The city guards were glaring at me. “Get her out of here,” one of them yelled angrily. “We’ll be lucky if we don’t have a full-fledged riot on our hands.”

The twins had horses waiting. Tamar yanked a blanket from a market stall and threw it around my shoulders. I clutched it to my neck, hiding the collar. She leapt into her saddle, and Tolya tossed me up unceremoniously behind her.

We rode in harried silence all the way back to the palace gates. The unrest outside the city walls had not yet spread within, and all we garnered were a few questioning looks.

The twins didn’t say a word, but I could tell they were furious. They had every right to be. I’d behaved like an idiot, and now I could only hope that the guards below could restore order without resorting to violence.

Yet beneath the panic and regret, an idea had entered my mind. I told myself it was nonsense, wishful thinking, but I could not shake it.

When we arrived back at the Little Palace, the twins wanted to escort me straight to the Darkling’s rooms, but I refused.

“I’m safe now,” I said. “There’s something I need to do.”

They insisted on trailing me to the library.

It didn’t take me long to find what I wanted. I’d been a mapmaker, after all. I tucked the book under my arm and returned to my room with my scowling guards in tow.

To my surprise, Mal was waiting in the common room. He was seated at the table, nursing a glass of tea.

“Where were—” Mal began, but Tolya had him out of his chair and slammed against the wall before I could even blink.

“Where were you?” he snarled into Mal’s face.

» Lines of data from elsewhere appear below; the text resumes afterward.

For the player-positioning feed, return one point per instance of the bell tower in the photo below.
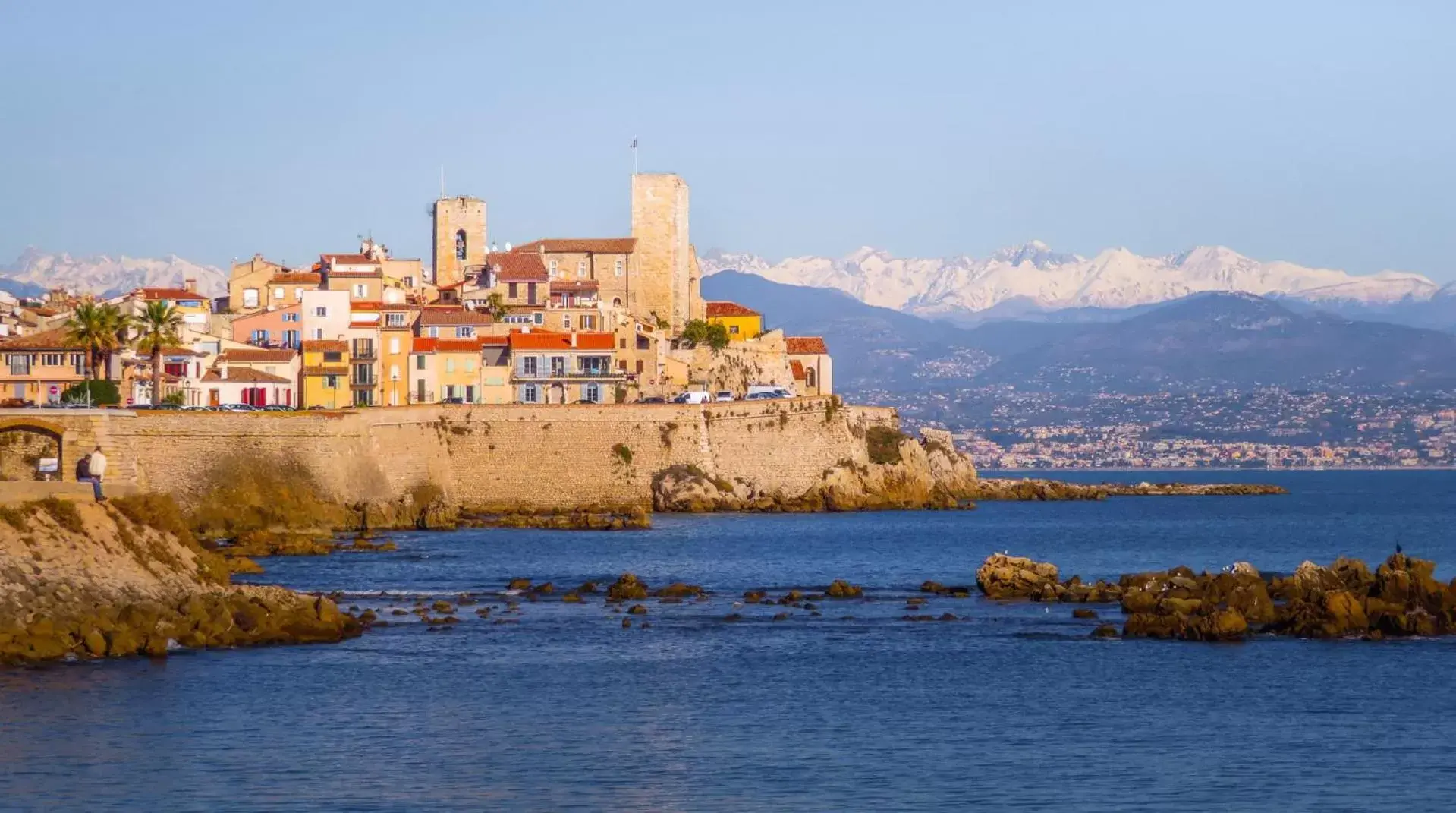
(459, 238)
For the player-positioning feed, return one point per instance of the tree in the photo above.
(495, 304)
(98, 328)
(158, 329)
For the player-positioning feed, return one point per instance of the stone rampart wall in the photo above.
(497, 455)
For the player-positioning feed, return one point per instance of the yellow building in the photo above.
(741, 323)
(326, 375)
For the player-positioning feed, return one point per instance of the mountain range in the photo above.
(34, 273)
(1033, 280)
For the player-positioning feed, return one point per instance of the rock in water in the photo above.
(1015, 578)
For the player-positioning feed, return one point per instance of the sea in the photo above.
(844, 707)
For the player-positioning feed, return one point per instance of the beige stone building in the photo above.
(459, 244)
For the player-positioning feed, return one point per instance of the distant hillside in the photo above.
(873, 347)
(108, 276)
(1232, 340)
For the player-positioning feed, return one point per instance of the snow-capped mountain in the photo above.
(1040, 277)
(104, 274)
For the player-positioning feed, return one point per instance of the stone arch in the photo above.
(22, 432)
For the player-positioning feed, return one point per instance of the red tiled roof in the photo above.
(562, 342)
(297, 277)
(169, 293)
(256, 356)
(511, 267)
(247, 375)
(325, 345)
(437, 317)
(46, 340)
(806, 345)
(581, 245)
(728, 309)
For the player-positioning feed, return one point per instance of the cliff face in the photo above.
(90, 580)
(926, 474)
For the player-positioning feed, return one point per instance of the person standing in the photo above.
(96, 468)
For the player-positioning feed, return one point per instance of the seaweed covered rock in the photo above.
(1002, 576)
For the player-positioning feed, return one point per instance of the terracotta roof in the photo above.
(728, 309)
(584, 245)
(511, 267)
(325, 345)
(245, 375)
(297, 277)
(256, 356)
(169, 293)
(46, 340)
(437, 317)
(562, 342)
(426, 344)
(806, 345)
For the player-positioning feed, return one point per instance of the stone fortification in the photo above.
(523, 456)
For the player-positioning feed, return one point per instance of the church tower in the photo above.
(665, 283)
(459, 238)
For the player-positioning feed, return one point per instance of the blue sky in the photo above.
(1318, 133)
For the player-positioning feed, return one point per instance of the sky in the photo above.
(1318, 133)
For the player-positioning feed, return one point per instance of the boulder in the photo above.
(1002, 576)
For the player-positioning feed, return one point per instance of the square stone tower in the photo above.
(459, 238)
(665, 283)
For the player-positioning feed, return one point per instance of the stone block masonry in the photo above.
(536, 458)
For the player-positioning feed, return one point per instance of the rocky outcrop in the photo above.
(926, 474)
(88, 580)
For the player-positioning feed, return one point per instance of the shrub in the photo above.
(882, 445)
(99, 392)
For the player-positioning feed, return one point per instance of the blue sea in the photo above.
(1011, 707)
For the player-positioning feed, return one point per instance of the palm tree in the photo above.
(98, 328)
(158, 329)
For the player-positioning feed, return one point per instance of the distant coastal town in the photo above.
(554, 321)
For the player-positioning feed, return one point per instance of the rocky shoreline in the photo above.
(120, 578)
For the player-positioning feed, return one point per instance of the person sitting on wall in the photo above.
(96, 468)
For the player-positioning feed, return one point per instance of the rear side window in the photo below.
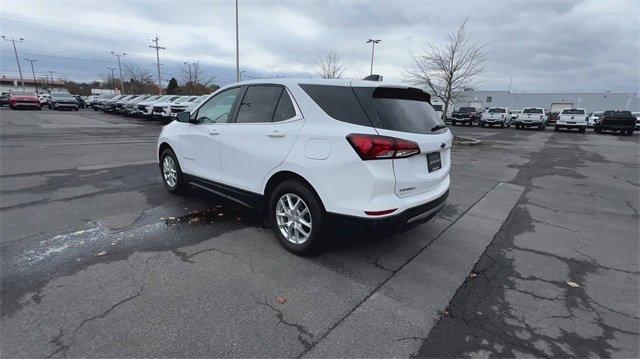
(285, 109)
(399, 109)
(259, 104)
(573, 111)
(339, 102)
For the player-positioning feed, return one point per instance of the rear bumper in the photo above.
(401, 222)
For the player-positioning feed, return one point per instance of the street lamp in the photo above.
(373, 47)
(117, 54)
(15, 51)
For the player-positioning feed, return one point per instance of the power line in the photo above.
(158, 48)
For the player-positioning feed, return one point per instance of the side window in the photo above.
(285, 109)
(218, 108)
(258, 104)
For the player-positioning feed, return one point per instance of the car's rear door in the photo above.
(200, 141)
(264, 129)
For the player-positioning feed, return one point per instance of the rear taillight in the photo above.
(374, 147)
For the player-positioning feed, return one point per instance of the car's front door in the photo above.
(264, 130)
(200, 141)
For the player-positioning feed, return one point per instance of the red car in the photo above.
(28, 99)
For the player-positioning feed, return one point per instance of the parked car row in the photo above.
(164, 107)
(624, 122)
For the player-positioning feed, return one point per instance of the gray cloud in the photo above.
(543, 46)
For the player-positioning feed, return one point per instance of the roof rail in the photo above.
(373, 77)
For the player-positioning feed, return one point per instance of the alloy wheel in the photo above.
(169, 171)
(293, 218)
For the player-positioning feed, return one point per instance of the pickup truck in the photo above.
(622, 121)
(465, 115)
(572, 118)
(531, 117)
(496, 116)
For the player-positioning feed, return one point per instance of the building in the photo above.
(519, 100)
(12, 83)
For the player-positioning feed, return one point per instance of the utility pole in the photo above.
(117, 54)
(35, 83)
(237, 47)
(15, 51)
(51, 74)
(190, 79)
(373, 47)
(158, 48)
(113, 79)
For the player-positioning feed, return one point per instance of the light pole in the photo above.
(113, 79)
(15, 51)
(237, 47)
(117, 54)
(35, 83)
(373, 47)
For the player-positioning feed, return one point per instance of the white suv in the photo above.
(306, 152)
(572, 118)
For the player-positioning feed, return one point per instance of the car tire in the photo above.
(297, 238)
(171, 173)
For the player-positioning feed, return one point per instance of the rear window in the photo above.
(572, 111)
(339, 102)
(399, 109)
(618, 114)
(22, 93)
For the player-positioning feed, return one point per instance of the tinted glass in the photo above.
(285, 109)
(61, 94)
(259, 104)
(573, 111)
(22, 93)
(339, 102)
(399, 109)
(218, 108)
(618, 114)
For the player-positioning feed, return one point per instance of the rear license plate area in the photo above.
(433, 161)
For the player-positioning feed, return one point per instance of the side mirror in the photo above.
(184, 116)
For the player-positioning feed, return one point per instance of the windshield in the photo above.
(22, 93)
(61, 94)
(573, 111)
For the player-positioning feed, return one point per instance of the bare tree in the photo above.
(329, 65)
(140, 80)
(192, 78)
(447, 70)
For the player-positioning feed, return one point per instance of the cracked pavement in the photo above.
(99, 261)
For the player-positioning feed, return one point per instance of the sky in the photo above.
(536, 46)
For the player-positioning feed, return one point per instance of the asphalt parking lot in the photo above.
(536, 254)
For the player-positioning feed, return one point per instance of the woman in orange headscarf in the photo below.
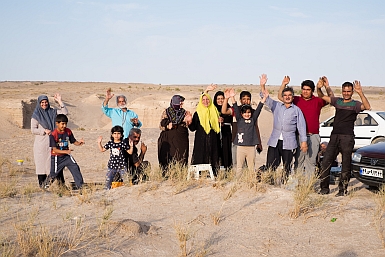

“Tolya!” I shouted in alarm. I tried to pull his hand from around Mal’s throat, but it was like trying to bend a steel bar. I turned to Tamar for help, but she stood back, arms crossed, looking just as angry as her brother.

Mal made a choking sound. He hadn’t changed his clothes from last night. There was stubble on his chin, and the smell of blood and kvas hung on him like a dirty coat.

“Saints, Tolya! Would you just put him down?”

For a moment, Tolya looked like he had every intention of crushing the life out of him, but then he relaxed his fingers and Mal slid down the wall, coughing and gulping air.

“It was your shift,” Tolya rumbled, jabbing a finger at Mal’s chest. “You should have been with her.”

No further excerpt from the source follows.